We want to incrementally evaluate the features sets on the English NER task.


In [0]:
!wget https://raw.githubusercontent.com/synalp/NER/master/corpus/CoNLL-2003/eng.train.openNLP

In [0]:
!wget https://raw.githubusercontent.com/synalp/NER/master/corpus/CoNLL-2003/eng.testa.openNLP

In [0]:
!pip install python-crfsuite

In [0]:
import pycrfsuite
import spacy

# Orthographical features

Write feature functions
*  Is the first letter of the word capitalized?
*  Are the entire words capitalized?
*  What is the shape of the word in general? 


In [0]:
def is_first_letter_capitalized(word_seq, feature_dict_seq, position):
  word = word_seq[position]
  feature_dict_seq[position]['is_first_letter_cap'] = word[0].isupper() and len(word) > 1 and word[1:].islower()

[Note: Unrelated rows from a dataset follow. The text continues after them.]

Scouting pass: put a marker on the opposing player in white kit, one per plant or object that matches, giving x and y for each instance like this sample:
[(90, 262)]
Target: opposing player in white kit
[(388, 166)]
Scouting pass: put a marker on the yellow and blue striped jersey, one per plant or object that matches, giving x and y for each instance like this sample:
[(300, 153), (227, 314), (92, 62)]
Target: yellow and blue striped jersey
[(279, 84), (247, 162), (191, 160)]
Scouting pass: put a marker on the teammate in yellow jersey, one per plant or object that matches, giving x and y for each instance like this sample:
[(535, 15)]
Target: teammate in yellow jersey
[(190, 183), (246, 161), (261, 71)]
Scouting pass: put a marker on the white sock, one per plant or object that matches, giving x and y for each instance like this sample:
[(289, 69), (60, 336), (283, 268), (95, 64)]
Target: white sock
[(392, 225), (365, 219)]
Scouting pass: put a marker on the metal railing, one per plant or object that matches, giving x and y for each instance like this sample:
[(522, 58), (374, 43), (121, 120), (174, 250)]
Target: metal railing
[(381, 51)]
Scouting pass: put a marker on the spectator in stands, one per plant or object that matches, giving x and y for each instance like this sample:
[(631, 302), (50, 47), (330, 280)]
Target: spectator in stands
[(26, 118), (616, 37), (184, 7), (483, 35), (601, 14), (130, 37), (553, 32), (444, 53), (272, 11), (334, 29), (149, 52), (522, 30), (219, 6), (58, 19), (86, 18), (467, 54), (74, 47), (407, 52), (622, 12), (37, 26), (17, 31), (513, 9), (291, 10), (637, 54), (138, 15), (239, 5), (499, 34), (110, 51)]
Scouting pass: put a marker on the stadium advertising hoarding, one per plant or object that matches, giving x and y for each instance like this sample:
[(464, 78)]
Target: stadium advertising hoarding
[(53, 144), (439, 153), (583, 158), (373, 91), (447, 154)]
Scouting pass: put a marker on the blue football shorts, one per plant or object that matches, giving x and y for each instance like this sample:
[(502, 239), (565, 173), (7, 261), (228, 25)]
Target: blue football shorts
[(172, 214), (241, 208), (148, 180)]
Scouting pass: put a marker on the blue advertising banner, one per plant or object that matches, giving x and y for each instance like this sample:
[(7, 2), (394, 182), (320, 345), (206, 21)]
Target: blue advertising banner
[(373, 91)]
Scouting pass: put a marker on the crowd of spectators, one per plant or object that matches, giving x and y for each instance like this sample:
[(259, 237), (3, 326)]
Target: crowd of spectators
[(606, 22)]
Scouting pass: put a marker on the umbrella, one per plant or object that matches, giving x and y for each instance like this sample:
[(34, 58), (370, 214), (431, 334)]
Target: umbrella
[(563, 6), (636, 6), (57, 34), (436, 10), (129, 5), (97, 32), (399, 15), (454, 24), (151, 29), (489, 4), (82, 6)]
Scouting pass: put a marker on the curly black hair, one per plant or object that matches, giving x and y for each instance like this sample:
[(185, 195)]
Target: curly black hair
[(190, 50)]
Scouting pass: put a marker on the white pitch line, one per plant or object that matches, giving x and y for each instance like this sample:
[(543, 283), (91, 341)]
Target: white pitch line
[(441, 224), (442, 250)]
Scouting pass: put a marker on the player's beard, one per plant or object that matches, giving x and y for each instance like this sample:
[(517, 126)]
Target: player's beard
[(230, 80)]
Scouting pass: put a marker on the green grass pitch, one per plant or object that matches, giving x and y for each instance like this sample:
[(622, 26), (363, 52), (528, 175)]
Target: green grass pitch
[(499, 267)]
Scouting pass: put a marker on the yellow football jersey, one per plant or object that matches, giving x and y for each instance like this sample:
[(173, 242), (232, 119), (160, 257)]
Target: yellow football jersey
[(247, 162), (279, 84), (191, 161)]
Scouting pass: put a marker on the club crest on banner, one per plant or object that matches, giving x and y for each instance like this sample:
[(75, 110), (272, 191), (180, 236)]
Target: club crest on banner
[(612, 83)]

def is_all_caps(word_seq, feature_dict_seq, position):
  pass

def word_shape(word_seq, feature_dict_seq, position):
  pass




# Train a simple model and evaluate

* Load the training set

* Use a featurizer above on the training set and test set. Fit a CRF model

* Evaluate the results on the test set

In [0]:
def load_data(file_name):
  sequence_list = []
  cur_seq = []
  for line in open(file_name):
    if line.strip() == '':
      if len(cur_seq) > 1:
        sequence_list.append(cur_seq)
      cur_seq = []
    else: 
      word, _, _, ner_tag = line.strip().split()
      if ner_tag[0] == 'I' and (len(cur_seq) == 0 or cur_seq[-1][1][0] == 'O'):
        ner_tag = 'B' + ner_tag[1:]
      cur_seq.append((word, ner_tag))
  return sequence_list


In [0]:
training_set = load_data('eng.train.openNLP')
test_set = load_data('eng.testa.openNLP')

In [0]:
training_set[200]

In [0]:
def train_and_evaluate(training_set, test_set, feature_function_list):
  pass

train_and_evaluate(training_set, test_set, [is_first_letter_capitalized, is_all_caps, word_shape])


# Word type features

Use spacy NLP preprocessor to obtain universal part of speech tags and write feature functions:

* POS tag of the current word (t-0)
* POS tag of the next word (t+1)
* POS tag of the previous word (t-1)
* t-1 AND t-0 AND t+1


In [0]:
nlp_processor = spacy.load('en')

# Word features
This feature basically makes the model remember the name strings
* current word (t-0)
* next word (t+1)
* previous word (t-1)
* w-1 AND w-0 AND w+1

# Gazetteer features

Gazetteer = list of names (in NLP)

The training set cannot possibly cover all of the names in the world. But a list of names from trustworthy sources provides an enormous source of knowledge. 

First, write a regular expression to extract the name list from 

https://names.mongabay.com//baby_names/boys-2017.html

https://names.mongabay.com//baby_names/girls-2017.html

and download list of countries

https://gist.githubusercontent.com/kalinchernev/486393efcca01623b18d/raw/daa24c9fea66afb7d68f8d69f0c4b8eeb9406e83/countries


And use these lists to form features

* Is this word in the list?

Normally, we would scrape wikipedia or other sources e.g. medical dictionary for more coverage.

In [0]:
import requests
import re

In [0]:
!wget https://gist.githubusercontent.com/kalinchernev/486393efcca01623b18d/raw/daa24c9fea66afb7d68f8d69f0c4b8eeb9406e83/countries

In [0]:
website_text = requests.get('https://names.mongabay.com//baby_names/boys-2017.html').text

# Putting it all together

Try different combinations of features and see if you can get good results.